- 2 cups sugar
- 4 large eggs
- 1 cup extra-virgin olive oil
- 1 cup dry white wine
- 2½ cups all-purpose flour
- ½ teaspoon salt
- 2¼ teaspoons baking powder
- 1 teaspoon pure vanilla extract
- 1 vanilla bean
- 2 tablespoons chopped fresh rosemary
- Unsweetened crème fraîche or whipped cream, for serving
- 1 cup fresh lemon juice
- 1¼ cups powdered sugar, sifted
- 1 (4-inch-long) sprig fresh rosemary
- 1 teaspoon grated lemon zest
- 1 cup sugar
- 1 cup water
- 4 firm-ripe peaches, peeled, pitted and diced
FOR THE ROSEMARY CAKE
Preheat oven to 350°F. Line the bottom of a 9-inch round cake pan with parchment paper.
Beat the sugar and the eggs together in a mixer on medium speed for 30 seconds. Add the oil, wine, flour, salt, baking powder, vanilla and rosemary. Continue to mix for 1 minute. Pour the batter in the baking pan.

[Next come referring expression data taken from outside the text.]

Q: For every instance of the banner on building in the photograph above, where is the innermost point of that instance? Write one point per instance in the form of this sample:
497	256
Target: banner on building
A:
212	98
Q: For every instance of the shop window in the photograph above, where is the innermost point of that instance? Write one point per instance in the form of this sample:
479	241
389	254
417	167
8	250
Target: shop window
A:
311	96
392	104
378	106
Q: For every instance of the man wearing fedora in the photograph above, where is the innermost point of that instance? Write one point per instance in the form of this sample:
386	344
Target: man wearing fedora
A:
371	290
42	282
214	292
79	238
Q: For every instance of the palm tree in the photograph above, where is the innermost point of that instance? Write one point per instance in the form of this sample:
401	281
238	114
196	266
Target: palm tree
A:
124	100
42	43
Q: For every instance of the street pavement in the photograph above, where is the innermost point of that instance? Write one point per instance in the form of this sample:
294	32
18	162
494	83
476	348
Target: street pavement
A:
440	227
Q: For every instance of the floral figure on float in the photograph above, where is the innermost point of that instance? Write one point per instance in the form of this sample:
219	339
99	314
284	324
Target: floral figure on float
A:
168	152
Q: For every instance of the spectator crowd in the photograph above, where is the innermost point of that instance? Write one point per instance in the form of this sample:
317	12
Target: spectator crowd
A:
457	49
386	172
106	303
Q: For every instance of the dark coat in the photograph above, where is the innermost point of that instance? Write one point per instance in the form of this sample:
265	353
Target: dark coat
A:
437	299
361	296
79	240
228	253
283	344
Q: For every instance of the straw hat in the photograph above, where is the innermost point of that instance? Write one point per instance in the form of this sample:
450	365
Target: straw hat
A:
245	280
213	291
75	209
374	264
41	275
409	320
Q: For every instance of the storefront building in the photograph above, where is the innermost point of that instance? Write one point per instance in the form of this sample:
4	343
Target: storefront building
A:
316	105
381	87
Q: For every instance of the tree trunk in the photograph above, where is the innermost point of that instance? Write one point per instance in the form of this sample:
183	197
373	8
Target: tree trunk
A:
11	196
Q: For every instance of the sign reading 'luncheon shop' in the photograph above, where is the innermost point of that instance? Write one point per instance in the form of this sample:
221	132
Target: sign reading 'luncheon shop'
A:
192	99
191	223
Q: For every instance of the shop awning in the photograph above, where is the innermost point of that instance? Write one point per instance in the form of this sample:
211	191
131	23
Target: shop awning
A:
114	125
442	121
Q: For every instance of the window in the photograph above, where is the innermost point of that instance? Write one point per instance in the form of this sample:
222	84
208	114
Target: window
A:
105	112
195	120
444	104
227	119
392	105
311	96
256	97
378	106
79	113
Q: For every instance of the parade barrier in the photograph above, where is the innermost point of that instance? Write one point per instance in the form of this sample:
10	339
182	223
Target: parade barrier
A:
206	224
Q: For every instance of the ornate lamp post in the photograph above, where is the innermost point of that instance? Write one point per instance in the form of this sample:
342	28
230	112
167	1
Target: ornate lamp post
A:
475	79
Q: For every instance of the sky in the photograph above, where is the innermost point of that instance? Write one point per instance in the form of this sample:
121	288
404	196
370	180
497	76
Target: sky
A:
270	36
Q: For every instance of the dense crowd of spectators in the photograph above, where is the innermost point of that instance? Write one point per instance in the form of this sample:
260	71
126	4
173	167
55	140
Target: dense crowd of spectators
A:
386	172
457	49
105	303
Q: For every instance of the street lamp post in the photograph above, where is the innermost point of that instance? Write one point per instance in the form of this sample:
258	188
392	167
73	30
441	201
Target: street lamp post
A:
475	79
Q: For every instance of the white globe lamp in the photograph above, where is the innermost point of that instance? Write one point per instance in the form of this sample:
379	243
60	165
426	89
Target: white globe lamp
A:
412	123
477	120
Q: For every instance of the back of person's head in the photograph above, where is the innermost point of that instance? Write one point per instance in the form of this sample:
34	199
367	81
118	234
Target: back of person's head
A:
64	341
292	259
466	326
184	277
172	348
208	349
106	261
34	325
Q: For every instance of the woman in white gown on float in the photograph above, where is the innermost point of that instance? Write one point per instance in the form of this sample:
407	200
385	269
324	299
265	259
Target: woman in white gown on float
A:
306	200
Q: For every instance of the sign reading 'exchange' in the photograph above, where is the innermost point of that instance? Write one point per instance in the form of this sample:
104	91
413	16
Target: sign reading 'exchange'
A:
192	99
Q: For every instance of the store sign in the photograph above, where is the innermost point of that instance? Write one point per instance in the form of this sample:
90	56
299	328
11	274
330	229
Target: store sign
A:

Bake until the cake pulls away from the sides, about 30 minutes. Let the cake cool in the pan for about 5 minutes. Remove the cake from the pan and let it cool on a wire rack for 2 hours, then drizzle with the Lemon Glaze (recipe below).
FOR THE LEMON GLAZE
In a small saucepan, cook the lemon juice and powdered sugar over medium heat and stir until smooth. Let the mixture cool slightly and pour it over the cake.
FOR THE MACERATED PEACHES
Combine the rosemary, lemon zest, sugar and water in a medium saucepan. Bring to a boil, stirring to dissolve the sugar. Lower the heat and simmer for 2 minutes. Pour the hot syrup over the peaches. Cover and chill for 2 hours. Remove the rosemary before serving.
About this recipe
Slice the cake into 6 to 8 wedges. Place a slice of cake on each plate and top with a spoonful of peaches and a dollop of crème fraîche or whipped cream.
NOTE: Save the extra peach syrup for cocktails or another use.